Once the imams were on the plane, the crew noticed some of them switching seats. Two sat in first class, though a gate agent had, according to a statement, earlier rejected Shahin's request for a second first class seat, since none were available. One imam "stood at row 4C and pretended to be blind" in an apparent effort to persuade another passenger to switch seats, an off-duty flight attendant wrote in a statement. (The imams claim that he is blind.)
The imams ended up spread out: two in the front of the aircraft, two in the middle, and two in the rear. The 9/11 hijackers used this configuration, which potentially allows control of the area around the cockpit door and all the exit rows, according to Rader. Shahin, the group's leader, sat in seat 1D, closest to the cockpit.
As time passed, several passengers, including an Arabic speaker seated near one of the imams, approached the crew to report suspicions.
Three imams requested seat belt extensions, which increased the crew's concern. "I did not see they actually needed them," one off-duty flight attendant said of two of them in a statement. "They were not overweight."
The extensions are used by people who can't make the regular belts fit. The three imams who requested extensions weighed in, according to the police report and Rader, at 6 feet 1 inch and 201 pounds, 5 feet nine and 170 pounds, and 6 feet and 230 pounds.
An extension is a belt with a heavy buckle that can be turned into a weapon by being wrapped around a fist or used as a noose to take a hostage, according to Rader.
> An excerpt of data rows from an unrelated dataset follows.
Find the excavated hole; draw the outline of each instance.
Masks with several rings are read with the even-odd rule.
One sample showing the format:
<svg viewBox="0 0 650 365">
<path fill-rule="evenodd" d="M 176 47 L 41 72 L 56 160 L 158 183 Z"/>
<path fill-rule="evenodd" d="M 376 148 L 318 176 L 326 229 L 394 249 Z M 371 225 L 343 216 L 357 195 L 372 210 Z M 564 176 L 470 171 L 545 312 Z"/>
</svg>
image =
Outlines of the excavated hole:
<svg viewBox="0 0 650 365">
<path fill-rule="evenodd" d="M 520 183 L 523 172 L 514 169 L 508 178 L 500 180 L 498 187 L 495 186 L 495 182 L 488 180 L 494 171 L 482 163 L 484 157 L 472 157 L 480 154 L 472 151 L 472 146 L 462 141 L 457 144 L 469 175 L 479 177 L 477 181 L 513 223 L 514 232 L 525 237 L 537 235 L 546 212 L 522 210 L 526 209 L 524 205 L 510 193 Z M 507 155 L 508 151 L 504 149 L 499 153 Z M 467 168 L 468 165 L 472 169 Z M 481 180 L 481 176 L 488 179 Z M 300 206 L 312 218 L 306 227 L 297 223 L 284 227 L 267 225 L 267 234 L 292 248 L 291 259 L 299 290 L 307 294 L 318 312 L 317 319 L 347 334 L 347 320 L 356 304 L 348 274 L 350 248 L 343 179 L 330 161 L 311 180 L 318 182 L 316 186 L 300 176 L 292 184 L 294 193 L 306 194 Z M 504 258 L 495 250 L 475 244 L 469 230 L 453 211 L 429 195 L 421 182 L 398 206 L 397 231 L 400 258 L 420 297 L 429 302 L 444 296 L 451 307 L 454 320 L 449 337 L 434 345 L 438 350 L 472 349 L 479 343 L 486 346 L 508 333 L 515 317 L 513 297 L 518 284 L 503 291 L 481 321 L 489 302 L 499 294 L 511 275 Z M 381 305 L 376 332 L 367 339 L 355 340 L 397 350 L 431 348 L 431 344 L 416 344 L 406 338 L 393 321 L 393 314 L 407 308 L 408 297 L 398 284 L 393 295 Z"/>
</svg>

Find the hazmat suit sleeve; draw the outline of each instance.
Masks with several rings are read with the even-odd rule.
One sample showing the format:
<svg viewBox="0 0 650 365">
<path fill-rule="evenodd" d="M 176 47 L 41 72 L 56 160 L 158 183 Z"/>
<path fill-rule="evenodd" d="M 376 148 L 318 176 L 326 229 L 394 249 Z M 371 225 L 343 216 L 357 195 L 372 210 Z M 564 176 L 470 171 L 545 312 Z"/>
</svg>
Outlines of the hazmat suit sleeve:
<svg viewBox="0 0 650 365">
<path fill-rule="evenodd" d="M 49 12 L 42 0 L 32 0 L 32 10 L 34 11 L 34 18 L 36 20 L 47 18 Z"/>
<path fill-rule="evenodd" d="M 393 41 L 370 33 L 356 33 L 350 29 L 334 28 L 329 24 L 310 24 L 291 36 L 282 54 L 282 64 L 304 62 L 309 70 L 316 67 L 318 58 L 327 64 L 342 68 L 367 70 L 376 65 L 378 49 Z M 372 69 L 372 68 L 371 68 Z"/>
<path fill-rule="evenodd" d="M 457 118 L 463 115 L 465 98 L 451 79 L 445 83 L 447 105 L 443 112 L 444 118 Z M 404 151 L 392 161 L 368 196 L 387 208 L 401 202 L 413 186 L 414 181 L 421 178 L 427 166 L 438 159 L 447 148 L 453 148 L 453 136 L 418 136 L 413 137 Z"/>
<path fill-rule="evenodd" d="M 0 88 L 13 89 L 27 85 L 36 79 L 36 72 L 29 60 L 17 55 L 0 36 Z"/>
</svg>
After the imams deplaned, crew members discovered extensions -- not affixed to the seatbelts, but rolled up and placed beneath the seats, Rader said.
One passenger, whom the police report describes as "clergy," purposely struck up a conversation with an imam seated next to him. "I travel to Turkey frequently and know many Muslims personally," he wrote in his statement. The imam "expressed views I consider to be extreme Muslim fundamentalist views." The man discussed the problems of countries that don't observe sharia (Islamic law). "He indicated that it was necessary to go to whatever measures necessary to obey all that's set out in the Qur'an," the passenger wrote.
Clearly, pilot John Howard Wood had to weigh many factors in deciding to ask the imams to get off the plane. He consulted with his flight crew, the US Airways ground security coordinator, and the airline's security office in Phoenix. All thought the imams' behavior was suspicious, according to Rader. The captain learned during these discussions that three imams apparently had only one-way tickets and only one had checked luggage -- suspicious factors after 9/11. The subsequent investigation suggests that they may have changed their reservations, which wouldn't have been apparent at the time, says Rader.
Airport police and a federal air marshal were dispatched to the gate. Officer Brad Wingate wrote in his report: "[T]he request for seatbelt extensions, the prior praying and utterances about Allah and the U.S. in the gate area and the seating configuration chosen among the traveling group was suspicious." The FBI instructed airport police to detain the imams for questioning, according to Wingate's report, and the Secret Service participated.
The imams deny engaging in suspicious behavior. But "we are absolutely backing this crew," says Rader.
The airline's pilots' union agrees. "The crew's actions were strictly in compliance with procedures and demonstrated overall good judgment in the care and concern for their passengers, fellow crew members, and the company," said Captain Barry Kendrick, chairman of the pilots' Air Carrier Security Committee.
Thousands of Muslims pray and fly in America every day. The incident on Flight 300 wasn't about prayer.